You can't pass a law requiring people to be kind or to be humble or to be patient. And any lawyer would tell you that if you did it would be too vague and therefore unenforceable. Yet the world needs more people who are peaceful and patient and kind and faithful and humble. How can we get them? Only by believers consciously being the body of Christ and doing so by embodying his Spirit.

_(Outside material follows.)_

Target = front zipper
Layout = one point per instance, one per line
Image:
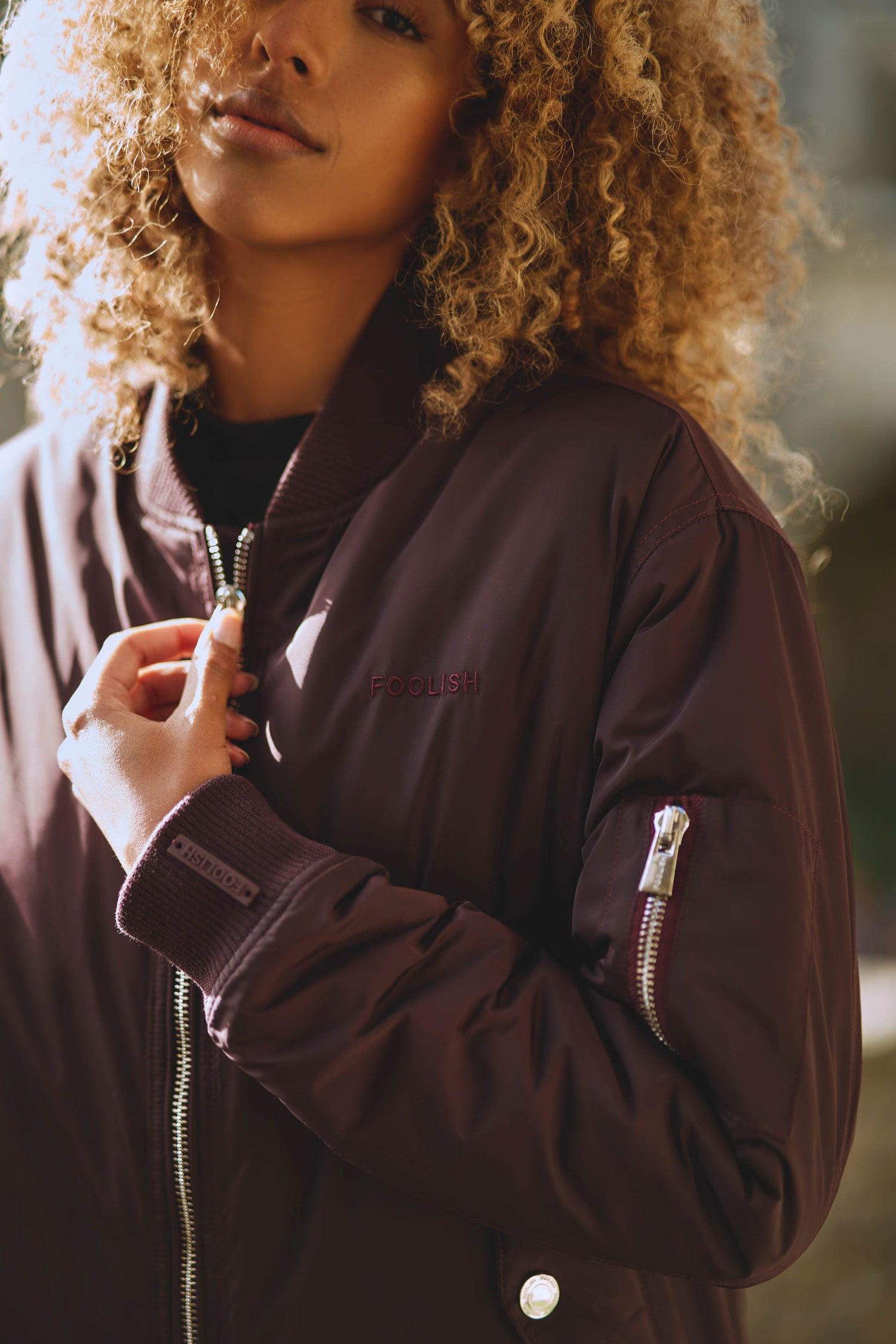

Jesus taught. So should we. Jesus healed. So should we. Jesus fed the hungry. So should we. Jesus forgave the repentant. So should we. Jesus preached good news to the poor. So should we. Jesus spoke the truth to power. So should we. Jesus comforted the afflicted and afflicted the comfortable. So should we. Jesus went beyond the demands of the law. So should we. Jesus stood up to evil regardless of consequences. So should we.


C.S. Lewis said that the purpose of Christianity is to become “little Christs.” He also said that becoming Christlike is more like painting a portrait than like following rules. The important thing about a portrait is that it should be immediately recognizable. It should also capture the spirit of the person. Too often the picture of Jesus which we present to others is rigid, lifeless, rote and predictable. No one will respond to that. We need to capture his Spirit. Or maybe that's the problem: we still want to be in control. So maybe what we need is to do is let him capture us. We need to surrender to God's Spirit and let him decide how to sculpt and shape our lives so that we are recognizable as the body of Christ, bringing his love and grace to the world of people for whom he died, people who can live again, new, more faithful, more hopeful, more loving lives through his Spirit.